VAT, onion peel, varnish and innovation

26 Nov 2008 by Karl Hallam

The idea that 'when the facts change, I change my mind' (John Maynard Keynes) may or may not be coming in to play during the current debate about the pros and cons of the change in VAT. Opposition party responses to the 2.5% reduction have been broadly along the line that it won't help - which is not anunreasonable view. Strangely though the Conservative Party in particular is absolutely convinced that on the other hand a 1% increase would be catastrophic - a 'bombshell' indeed.

It would be a mistake to try to learn too much from such a typical British style political spat, but it does perhaps provide a little insight into why introducing innovation into government processes can be so frustrating.
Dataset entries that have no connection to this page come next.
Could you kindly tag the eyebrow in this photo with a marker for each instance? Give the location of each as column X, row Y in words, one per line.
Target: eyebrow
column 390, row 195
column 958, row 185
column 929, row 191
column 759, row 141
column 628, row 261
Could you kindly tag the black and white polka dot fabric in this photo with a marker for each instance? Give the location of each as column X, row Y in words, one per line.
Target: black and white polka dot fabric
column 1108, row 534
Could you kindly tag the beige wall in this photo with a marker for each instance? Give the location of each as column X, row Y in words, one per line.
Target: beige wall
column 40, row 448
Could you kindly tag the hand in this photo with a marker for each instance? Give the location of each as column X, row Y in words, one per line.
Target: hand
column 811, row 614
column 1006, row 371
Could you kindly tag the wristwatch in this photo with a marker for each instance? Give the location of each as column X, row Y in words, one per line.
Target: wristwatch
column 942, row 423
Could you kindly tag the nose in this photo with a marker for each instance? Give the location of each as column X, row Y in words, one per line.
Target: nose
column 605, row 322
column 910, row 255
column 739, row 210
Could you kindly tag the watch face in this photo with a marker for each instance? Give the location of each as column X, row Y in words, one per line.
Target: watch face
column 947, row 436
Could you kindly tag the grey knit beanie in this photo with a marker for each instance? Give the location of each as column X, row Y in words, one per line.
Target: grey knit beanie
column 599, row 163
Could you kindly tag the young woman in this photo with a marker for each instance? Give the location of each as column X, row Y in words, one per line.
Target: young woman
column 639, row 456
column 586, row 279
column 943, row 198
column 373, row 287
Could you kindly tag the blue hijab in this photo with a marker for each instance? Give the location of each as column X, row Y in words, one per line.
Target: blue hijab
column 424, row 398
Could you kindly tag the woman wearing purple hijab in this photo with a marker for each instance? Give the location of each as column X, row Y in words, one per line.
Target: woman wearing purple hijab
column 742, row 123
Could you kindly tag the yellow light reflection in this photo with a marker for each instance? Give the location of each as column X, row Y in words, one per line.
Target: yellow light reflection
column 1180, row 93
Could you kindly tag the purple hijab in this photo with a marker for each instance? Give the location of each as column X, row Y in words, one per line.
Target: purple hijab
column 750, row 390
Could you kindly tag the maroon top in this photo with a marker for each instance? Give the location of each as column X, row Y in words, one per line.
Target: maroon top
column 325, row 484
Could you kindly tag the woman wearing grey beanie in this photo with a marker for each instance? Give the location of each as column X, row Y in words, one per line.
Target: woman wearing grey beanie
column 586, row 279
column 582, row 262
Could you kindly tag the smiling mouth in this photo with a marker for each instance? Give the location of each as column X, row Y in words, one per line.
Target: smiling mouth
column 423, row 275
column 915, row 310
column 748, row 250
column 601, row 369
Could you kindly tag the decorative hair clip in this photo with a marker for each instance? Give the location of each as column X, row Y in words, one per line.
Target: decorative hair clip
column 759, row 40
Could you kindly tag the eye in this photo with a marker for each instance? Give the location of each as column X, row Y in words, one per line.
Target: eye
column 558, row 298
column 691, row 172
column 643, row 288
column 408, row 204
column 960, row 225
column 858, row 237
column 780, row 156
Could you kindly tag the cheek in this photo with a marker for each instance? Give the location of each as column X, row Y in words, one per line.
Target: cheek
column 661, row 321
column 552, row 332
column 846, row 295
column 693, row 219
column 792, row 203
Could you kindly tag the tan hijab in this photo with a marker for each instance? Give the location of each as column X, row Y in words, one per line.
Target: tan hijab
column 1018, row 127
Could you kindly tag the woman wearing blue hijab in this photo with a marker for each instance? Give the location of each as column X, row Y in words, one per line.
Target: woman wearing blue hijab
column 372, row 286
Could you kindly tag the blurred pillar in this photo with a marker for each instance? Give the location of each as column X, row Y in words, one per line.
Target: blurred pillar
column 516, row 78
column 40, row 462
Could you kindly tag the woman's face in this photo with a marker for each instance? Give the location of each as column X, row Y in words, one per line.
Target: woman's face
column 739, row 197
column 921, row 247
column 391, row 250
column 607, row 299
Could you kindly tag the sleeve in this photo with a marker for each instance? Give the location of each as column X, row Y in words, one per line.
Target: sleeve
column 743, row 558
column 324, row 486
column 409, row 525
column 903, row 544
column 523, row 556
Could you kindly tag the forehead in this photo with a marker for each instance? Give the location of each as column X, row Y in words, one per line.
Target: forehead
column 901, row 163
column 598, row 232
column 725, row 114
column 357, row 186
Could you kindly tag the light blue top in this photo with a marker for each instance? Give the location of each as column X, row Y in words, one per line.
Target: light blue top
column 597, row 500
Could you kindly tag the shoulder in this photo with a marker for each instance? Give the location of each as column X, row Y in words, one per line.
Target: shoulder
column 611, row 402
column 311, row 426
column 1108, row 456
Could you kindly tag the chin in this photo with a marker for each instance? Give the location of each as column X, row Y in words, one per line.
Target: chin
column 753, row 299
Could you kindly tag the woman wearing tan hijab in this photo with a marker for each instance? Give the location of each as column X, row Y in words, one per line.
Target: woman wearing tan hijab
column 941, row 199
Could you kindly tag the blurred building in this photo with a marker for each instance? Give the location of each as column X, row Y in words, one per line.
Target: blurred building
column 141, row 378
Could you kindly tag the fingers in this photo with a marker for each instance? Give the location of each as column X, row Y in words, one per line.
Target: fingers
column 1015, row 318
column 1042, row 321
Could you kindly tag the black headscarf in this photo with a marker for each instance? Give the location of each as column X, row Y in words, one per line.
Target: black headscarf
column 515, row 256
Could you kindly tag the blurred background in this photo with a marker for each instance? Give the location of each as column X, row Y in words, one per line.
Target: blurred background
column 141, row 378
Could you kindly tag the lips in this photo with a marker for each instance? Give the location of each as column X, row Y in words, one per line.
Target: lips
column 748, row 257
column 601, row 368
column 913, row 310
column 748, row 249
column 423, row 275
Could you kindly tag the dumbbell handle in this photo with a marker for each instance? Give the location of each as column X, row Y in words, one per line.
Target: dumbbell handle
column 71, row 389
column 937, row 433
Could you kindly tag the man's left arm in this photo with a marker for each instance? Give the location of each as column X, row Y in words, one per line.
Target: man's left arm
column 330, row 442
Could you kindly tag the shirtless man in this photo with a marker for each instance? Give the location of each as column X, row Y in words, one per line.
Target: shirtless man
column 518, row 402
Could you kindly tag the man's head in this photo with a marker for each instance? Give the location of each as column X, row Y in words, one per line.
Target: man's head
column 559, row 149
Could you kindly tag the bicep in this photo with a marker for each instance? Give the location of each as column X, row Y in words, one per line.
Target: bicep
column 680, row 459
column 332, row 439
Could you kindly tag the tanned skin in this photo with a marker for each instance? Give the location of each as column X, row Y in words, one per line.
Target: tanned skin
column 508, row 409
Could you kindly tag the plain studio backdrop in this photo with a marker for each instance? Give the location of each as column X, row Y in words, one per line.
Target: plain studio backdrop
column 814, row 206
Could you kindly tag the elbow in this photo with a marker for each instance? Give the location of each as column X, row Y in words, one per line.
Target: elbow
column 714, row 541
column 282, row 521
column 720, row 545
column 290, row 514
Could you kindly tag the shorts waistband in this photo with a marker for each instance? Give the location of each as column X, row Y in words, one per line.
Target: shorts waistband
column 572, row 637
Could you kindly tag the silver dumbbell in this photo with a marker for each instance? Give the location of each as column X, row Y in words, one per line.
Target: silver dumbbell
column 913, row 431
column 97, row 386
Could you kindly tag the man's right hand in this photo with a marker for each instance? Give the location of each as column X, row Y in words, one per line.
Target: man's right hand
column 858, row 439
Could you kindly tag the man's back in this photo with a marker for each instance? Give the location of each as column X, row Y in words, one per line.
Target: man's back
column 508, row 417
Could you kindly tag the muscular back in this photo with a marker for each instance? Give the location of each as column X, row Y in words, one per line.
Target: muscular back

Cadence's work on innovation (here for more) has picked up on the obsession that innovation must mean something new and clever and perhaps technology driven. Some great innovations are just like that, but many are much more simple, arise out of knowledge from front line staff, who themselves do not necessarily see what they have done as innovative. A good example of the kind of innovation that tends to attract less attention is the act of stopping doing something that does not work or can be done more effectively a different way. This should be easy, but often such an innovation is in danger of being called a u-turn by political opponents.

An interesting example is the use of onion peel in the production of varnish (drawn from Primo Levi's book, The Periodic Table, reference courtesy of Cadence Network's Gordon Macnair). Peel had been an essential ingredient of varnish for very many years, nobody questioned why. Apparently, back in the day, it was added because the peel changed in character when the varnish mixture reached a certain temperature. Once reliable thermometers became available it was no longer needed. It was a brave and innovative person who questioned the need for the peel.

The Government is criticised for the innovation of a VAT reduction, told it won't work and that 2.5% is not enough, but also told that when they do drop the cut and introduce a 1% rise, from the current rate, that will be disastrous. Is the lesson that it is best to do nothing?